Craig BM, Brown DS, Reeve BB. Med. Decis. Making 2015; 36(2): 199-209.

Affiliation

Health Outcomes and Behavior, Moffitt Cancer Center and University of South Florida, Tampa, FL, USA (BMC)Brown School and Institute for Public Health, Washington University in St. Louis, St Louis, MO, USA (DSB)Lineberger Comprehensive Cancer Center and Gillings School of Global Public Health, University of North Carolina at Chapel Hill, Chapel Hill, NC, USA (BBR).

Copyright

(Copyright © 2015, SAGE Publishing)

DOI

10.1177/0272989X15594370

PMID

26209476

Abstract

OBJECTIVE:. To assess preferences between child behavioral problems and estimate their value on a quality-adjusted life year (QALY) scale.

METHODS:. Respondents, age 18 or older, drawn from a nationally representative panel between August 2012 and February 2013 completed a series of paired comparisons, each involving a choice between 2 different behavioral problems described using the Behavioral Problems Index (BPI), a 28-item instrument with 6 domains (Anxious/Depressed, Headstrong, Hyperactive, Immature Dependency, Anti-social, and Peer Conflict/Social Withdrawal). Each behavioral problem lasted 1 or 2 years for an unnamed child, age 7 or 10 years, with no suggested relationship to the respondent.

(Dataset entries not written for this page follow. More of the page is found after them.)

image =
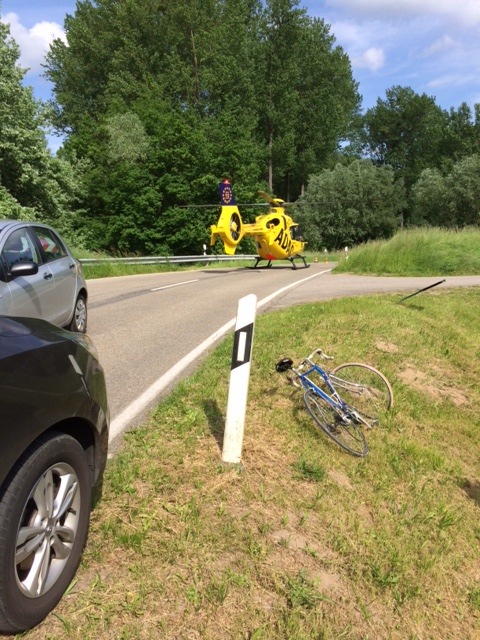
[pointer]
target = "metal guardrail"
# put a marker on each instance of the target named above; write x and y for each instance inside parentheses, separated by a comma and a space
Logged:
(166, 259)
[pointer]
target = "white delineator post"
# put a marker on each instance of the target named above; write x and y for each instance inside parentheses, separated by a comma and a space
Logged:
(239, 379)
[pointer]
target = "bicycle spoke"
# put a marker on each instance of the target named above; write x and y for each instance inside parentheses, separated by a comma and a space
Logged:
(364, 388)
(347, 434)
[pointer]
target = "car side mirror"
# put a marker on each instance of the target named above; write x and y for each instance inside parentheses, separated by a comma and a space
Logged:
(27, 268)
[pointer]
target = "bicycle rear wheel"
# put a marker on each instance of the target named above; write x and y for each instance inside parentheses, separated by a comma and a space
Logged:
(364, 388)
(348, 435)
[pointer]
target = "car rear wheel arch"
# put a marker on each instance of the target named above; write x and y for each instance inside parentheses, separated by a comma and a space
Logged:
(56, 459)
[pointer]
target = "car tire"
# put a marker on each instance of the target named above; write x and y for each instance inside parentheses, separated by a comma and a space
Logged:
(79, 319)
(44, 520)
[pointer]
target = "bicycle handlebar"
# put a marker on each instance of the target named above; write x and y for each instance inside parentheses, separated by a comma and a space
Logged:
(309, 359)
(287, 363)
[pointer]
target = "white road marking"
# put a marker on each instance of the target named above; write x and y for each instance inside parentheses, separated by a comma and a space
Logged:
(177, 284)
(121, 422)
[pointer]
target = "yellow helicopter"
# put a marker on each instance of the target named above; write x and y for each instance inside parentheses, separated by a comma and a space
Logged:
(276, 235)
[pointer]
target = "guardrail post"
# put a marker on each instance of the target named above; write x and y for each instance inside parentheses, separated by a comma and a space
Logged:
(239, 379)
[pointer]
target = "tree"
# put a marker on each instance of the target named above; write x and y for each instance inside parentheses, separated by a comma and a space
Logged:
(407, 132)
(169, 97)
(310, 96)
(451, 200)
(33, 184)
(350, 204)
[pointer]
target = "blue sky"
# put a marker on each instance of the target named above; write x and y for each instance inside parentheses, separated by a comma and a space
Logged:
(432, 46)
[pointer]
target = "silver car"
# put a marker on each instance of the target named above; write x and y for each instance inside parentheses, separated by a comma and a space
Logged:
(39, 277)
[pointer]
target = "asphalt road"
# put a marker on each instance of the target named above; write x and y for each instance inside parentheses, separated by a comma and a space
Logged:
(152, 329)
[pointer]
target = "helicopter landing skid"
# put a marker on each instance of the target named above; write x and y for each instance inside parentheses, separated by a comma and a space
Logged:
(292, 260)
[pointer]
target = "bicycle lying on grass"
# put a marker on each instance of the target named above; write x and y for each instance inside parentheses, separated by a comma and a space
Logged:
(342, 401)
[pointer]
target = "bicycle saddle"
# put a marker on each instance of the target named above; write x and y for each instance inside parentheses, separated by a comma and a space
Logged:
(284, 365)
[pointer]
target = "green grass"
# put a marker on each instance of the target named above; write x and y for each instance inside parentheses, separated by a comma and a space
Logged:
(418, 252)
(303, 541)
(411, 252)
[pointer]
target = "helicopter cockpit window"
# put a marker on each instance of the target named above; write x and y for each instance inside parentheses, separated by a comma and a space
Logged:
(296, 232)
(274, 222)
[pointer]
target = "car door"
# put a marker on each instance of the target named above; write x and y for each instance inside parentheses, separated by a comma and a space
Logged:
(25, 295)
(60, 263)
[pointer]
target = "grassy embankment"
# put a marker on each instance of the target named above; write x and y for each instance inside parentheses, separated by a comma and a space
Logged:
(306, 542)
(413, 252)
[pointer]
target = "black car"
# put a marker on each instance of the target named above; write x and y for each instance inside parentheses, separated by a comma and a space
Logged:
(53, 451)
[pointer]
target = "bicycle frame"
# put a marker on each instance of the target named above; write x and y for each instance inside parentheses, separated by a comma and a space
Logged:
(336, 401)
(344, 410)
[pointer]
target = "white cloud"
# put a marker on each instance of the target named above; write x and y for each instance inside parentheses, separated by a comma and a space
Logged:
(466, 12)
(372, 59)
(34, 42)
(445, 43)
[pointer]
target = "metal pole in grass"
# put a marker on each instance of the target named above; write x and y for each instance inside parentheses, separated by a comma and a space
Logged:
(424, 289)
(239, 379)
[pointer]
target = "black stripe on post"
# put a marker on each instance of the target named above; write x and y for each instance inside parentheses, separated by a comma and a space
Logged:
(242, 346)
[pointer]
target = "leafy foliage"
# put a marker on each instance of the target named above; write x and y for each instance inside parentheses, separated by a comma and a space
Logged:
(33, 184)
(350, 204)
(164, 99)
(450, 200)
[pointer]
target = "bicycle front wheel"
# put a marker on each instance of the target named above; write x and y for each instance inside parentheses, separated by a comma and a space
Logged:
(363, 387)
(348, 435)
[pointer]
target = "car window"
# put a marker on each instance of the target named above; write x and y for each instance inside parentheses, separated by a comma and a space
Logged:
(52, 247)
(19, 247)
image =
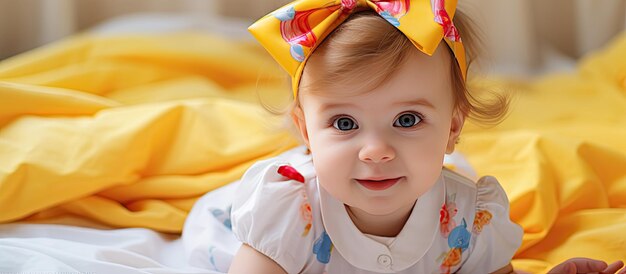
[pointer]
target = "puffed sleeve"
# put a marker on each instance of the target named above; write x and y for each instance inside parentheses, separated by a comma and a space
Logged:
(496, 238)
(272, 214)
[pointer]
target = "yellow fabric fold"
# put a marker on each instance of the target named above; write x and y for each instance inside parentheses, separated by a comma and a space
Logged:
(129, 131)
(561, 157)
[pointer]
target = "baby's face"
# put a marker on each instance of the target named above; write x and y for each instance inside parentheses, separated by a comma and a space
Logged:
(379, 151)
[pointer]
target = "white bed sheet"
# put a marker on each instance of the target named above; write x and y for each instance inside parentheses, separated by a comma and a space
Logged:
(46, 248)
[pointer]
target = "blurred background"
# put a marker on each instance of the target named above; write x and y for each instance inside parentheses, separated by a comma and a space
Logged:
(522, 37)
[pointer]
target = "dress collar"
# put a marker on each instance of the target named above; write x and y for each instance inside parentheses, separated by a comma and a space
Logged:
(410, 245)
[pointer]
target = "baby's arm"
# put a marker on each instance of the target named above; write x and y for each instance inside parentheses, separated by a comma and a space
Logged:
(575, 265)
(249, 260)
(508, 269)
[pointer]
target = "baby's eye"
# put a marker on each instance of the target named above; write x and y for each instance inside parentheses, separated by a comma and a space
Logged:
(344, 124)
(407, 120)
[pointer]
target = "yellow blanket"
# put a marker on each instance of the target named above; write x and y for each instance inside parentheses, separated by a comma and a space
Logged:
(130, 131)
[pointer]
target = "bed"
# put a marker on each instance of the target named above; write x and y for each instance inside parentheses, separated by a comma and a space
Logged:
(107, 139)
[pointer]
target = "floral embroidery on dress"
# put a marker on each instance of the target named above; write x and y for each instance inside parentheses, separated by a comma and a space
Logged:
(291, 173)
(458, 237)
(458, 241)
(305, 208)
(322, 248)
(446, 216)
(306, 214)
(482, 218)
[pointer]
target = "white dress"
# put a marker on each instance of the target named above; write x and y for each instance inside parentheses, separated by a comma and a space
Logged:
(279, 209)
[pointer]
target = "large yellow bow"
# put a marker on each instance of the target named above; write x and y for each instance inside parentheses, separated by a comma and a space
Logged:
(292, 32)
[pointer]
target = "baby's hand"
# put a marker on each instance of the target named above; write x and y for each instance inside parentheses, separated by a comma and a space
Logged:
(586, 265)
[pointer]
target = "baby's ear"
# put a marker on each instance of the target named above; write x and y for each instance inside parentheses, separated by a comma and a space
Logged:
(297, 115)
(458, 119)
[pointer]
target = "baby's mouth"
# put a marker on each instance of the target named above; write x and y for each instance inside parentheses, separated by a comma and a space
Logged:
(378, 184)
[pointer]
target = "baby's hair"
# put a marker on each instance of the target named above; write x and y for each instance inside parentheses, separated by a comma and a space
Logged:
(365, 50)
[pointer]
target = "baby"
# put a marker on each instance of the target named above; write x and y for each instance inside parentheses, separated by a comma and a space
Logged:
(379, 99)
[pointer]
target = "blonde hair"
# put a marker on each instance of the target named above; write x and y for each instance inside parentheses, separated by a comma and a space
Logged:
(366, 40)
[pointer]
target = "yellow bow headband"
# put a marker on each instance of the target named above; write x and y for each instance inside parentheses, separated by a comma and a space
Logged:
(291, 33)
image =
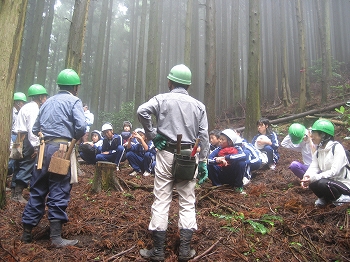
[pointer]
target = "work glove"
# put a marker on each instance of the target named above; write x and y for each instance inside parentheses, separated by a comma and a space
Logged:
(159, 141)
(202, 172)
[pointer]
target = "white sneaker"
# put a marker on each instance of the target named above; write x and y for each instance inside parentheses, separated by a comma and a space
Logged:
(146, 173)
(246, 181)
(320, 202)
(341, 200)
(134, 173)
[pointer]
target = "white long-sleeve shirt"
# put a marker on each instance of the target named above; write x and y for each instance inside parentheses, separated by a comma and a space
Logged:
(325, 164)
(305, 147)
(25, 120)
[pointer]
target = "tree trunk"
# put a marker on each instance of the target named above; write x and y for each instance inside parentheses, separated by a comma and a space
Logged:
(97, 69)
(253, 94)
(188, 32)
(210, 63)
(139, 70)
(45, 43)
(151, 69)
(12, 16)
(105, 61)
(104, 178)
(302, 57)
(76, 35)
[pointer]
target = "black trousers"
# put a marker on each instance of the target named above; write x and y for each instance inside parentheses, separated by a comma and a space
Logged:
(329, 189)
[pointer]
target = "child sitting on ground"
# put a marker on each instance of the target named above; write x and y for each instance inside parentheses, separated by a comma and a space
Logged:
(267, 142)
(299, 139)
(253, 158)
(226, 164)
(112, 147)
(142, 155)
(89, 150)
(126, 132)
(214, 136)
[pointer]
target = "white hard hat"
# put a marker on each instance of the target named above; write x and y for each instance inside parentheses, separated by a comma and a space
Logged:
(232, 135)
(107, 126)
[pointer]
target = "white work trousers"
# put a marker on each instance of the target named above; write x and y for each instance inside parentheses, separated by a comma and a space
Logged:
(164, 183)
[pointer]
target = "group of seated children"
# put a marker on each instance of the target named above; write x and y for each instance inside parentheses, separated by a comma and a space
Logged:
(232, 158)
(115, 148)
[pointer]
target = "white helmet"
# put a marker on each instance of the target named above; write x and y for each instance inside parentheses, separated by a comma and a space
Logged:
(107, 126)
(232, 135)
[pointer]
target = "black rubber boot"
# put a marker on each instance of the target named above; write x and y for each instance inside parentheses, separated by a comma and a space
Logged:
(55, 235)
(27, 233)
(157, 252)
(185, 251)
(18, 194)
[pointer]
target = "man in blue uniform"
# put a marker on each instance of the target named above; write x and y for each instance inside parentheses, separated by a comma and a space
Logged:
(60, 120)
(176, 113)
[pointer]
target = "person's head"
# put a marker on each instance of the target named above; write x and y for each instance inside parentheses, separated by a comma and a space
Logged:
(127, 126)
(214, 136)
(296, 133)
(179, 76)
(322, 132)
(19, 99)
(107, 130)
(95, 136)
(141, 132)
(227, 138)
(68, 80)
(263, 125)
(37, 93)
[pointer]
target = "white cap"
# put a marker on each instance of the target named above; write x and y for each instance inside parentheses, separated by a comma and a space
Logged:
(107, 126)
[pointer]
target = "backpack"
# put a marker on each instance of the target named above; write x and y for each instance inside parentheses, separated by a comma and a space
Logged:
(347, 153)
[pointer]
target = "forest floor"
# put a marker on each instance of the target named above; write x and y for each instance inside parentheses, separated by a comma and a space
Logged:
(275, 221)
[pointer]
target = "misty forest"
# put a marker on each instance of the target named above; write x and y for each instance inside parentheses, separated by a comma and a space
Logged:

Generalized linear model analyses estimated the value of each problem on a QALY scale, considering its duration and the child's age.

RESULTS:. Among 5207 eligible respondents, 4155 (80%) completed all questions. Across the 6 domains, problems relating to antisocial behavior were the least preferred, particularly the items related to cheating, lying, bullying, and cruelty to others.

CONCLUSIONS:. The findings are the first to produce a preference-based summary measure of child behavioral problems on a QALY scale. The results may inform both clinical practice and resource allocation decisions by enhancing our understanding of difficult tradeoffs in how adults view child behavioral problems. Understanding US values also promotes national health surveillance by complementing conventional measures of surveillance, survival, and diagnoses.